СС, т. 2, с. 185–186.
«И ещё — сама фигура рояля, в детстве мнившаяся мне окаменелым звериным чудовищем, гиппопотамом, помнится, не из-за вида, — я их никогда не видала! — а из-за звука: гиппопо (само тулово), а хвост — там».
«…ведь рояль только вблизи неповоротлив, на вес — непомерен. Но отойди в глубину, положи между ним и собой всё необходимое для звучания пространство, дай ему, как всякой большой вещи, место стать собой, и рояль выйдет не менее изящным, чем стрекоза в полёте» (СС, т. 5, с. 29).
«Что до меня — вернусь в Россию не допущенным „пережитком“, а желанным и жданным гостем» (СС, т. 4, с. 619).
«Абсолютная гармоничность, духовная пластичность Ахматовой, столь пленившие вначале Цветаеву, впоследствии стали ей казаться качествами, ограничивавшими ахматовское творчество и развитие её поэтической личности. „Она — совершенство, и в этом, увы, её предел“, — сказала об Ахматовой Цветаева» (Эфрон А. Страницы воспоминаний. — Звезда, 1973, № 3, с. 177).
«Вы [Ахматова] относитесь к Цветаевой так, как Шопен относился к Шуману. — Шуман боготворил Шопена, а тот отделывался вежливыми, уклончивыми замечаниями» (Адамович Г. Мои встречи с Анной Ахматовой. — Воздушные пути, 1967, V, с. 110).
«Волны, Марина, мы море! Звёзды, Марина, мы небо!» (Рильке Р. М. Новые стихотворения. М.: Наука, 1977, с. 322).
«Второе и главное: признай, минуй, отвергни Революцию — всё равно она уже в тебе — и извечно (стихия) и с русского 1918 г., который хочешь не хочешь — был. Всё старое могла оставить Революция в поэте, кроме масштаба и темпа».
«Ни одного крупного русского поэта современности, у которого после Революции не дрогнул и не вырос голос — нет» (СС, т. 5, с. 338).
«— Что Вы любите в Германии?
— Гете и Рейн.
— Ну, а современную Германию?
— Страстно.
— Как, несмотря на…
— Не только не смотря — не видя!
— Вы слепы?
— Зряча.
— Вы глухи?
— Абсолютный слух.
— Что же Вы видите?
— Гётевский лоб над тысячелетьями».
(СС, т. 4, с. 550. Дневниковая запись сделана в 1919 г. «Несмотря на…» — это о первой мировой войне, а не о Гитлере).
«Я: — „Не поняли?

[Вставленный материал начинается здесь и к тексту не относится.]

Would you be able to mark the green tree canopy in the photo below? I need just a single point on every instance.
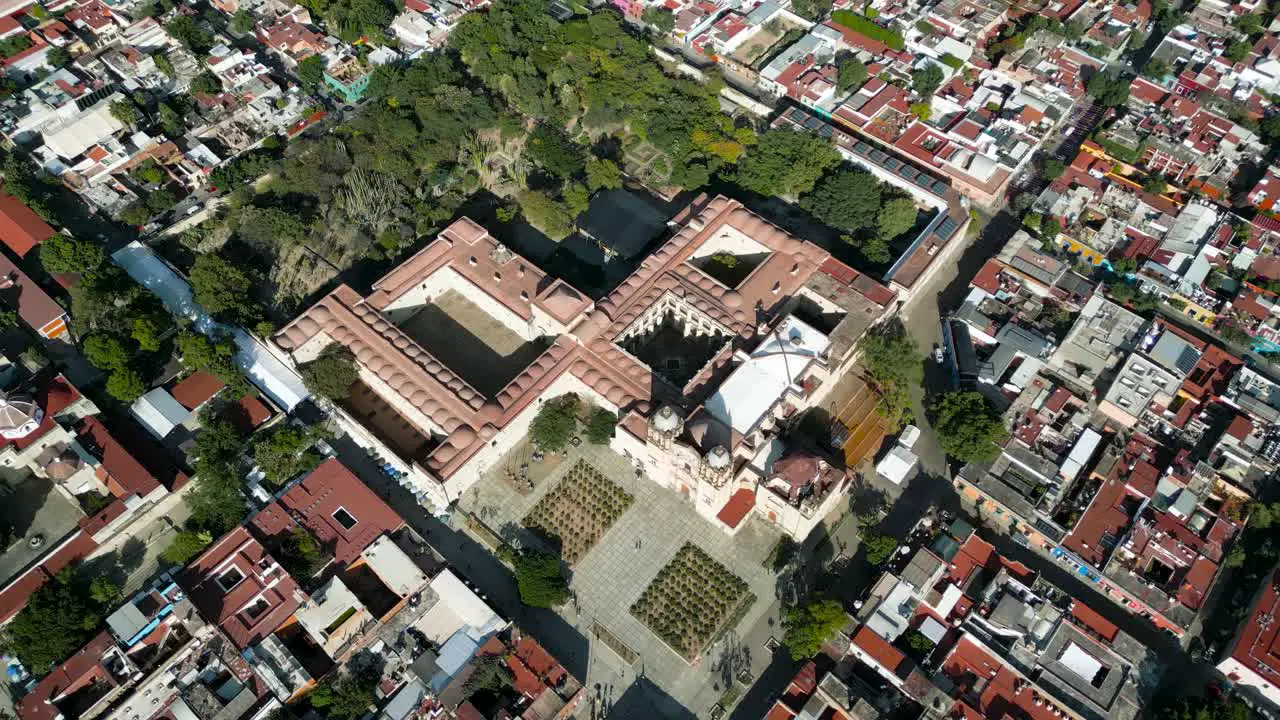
(65, 254)
(311, 71)
(539, 579)
(895, 218)
(786, 163)
(927, 80)
(556, 423)
(968, 428)
(224, 288)
(288, 451)
(807, 627)
(56, 621)
(851, 73)
(846, 197)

Те, кто вместо еврей говорят жид и прерывают оратора, те — хамы. (Паузы и, созерцательно:) ХАМ-ЛО“. Засим удаляюсь. (С КАЖДЫМ говорю на ЕГО языке!)» (СС, т. 7, с. 384).
«Беглый взблеск зелёных глаз, какая-то, я бы сказала звериная, роскось — в сторону: видит вас, но как будто смеясь, как будто прячась от вас, — очень светлых и очень зелёных прозрачных глаз. Это её повадка (звериная), обижавшая некоторых людей: не смотрит на вас, когда разговаривает» (Колбасина-Чернова О. Марина Цветаева. — Мосты. Мюнхен, 1970, № 15, с. 311).
«У неё [Цветаевой] было два взгляда и две улыбки. Один взгляд, как будто сверху — тогда она шутливо подсмеивалась. Другой взгляд — внутрь и в суть и — улыбка разгадки, улыбка мгновенно сотворённому образу» (Чирикова В. Костёр Марины Цветаевой. — Новый журнал. Нью-Йорк, 1976, № 124, с. 141).
«…я совсем не верю в существование Бога и загробной жизни.
…Безумная любовь к жизни, судорожная, лихорадочная жадность жить» (СС, т. 6, с. 120).
«Вы верите в другой мир? Я — да. Но в грозный. Возмездия! В мир, где царствуют Умыслы. В мир, где будут судимы судьи. Это будет день моего оправдания, нет, мало: ликования! Я буду стоять и ликовать. Потому что там будут судить не по платью, которое у всех здесь лучше, чем у меня, и за которое меня в жизни так ненавидели, а по сущности, которая здесь мне и мешала заняться платьем» (СС, т. 6, с. 307).
«Жаль, что Вас нет. С Вами бы я охотно ходила — вечером, вдоль фонарей, этой уходящей и уводящей линией, которая тоже говорит о бессмертии» (СС, т. 6, с. 309).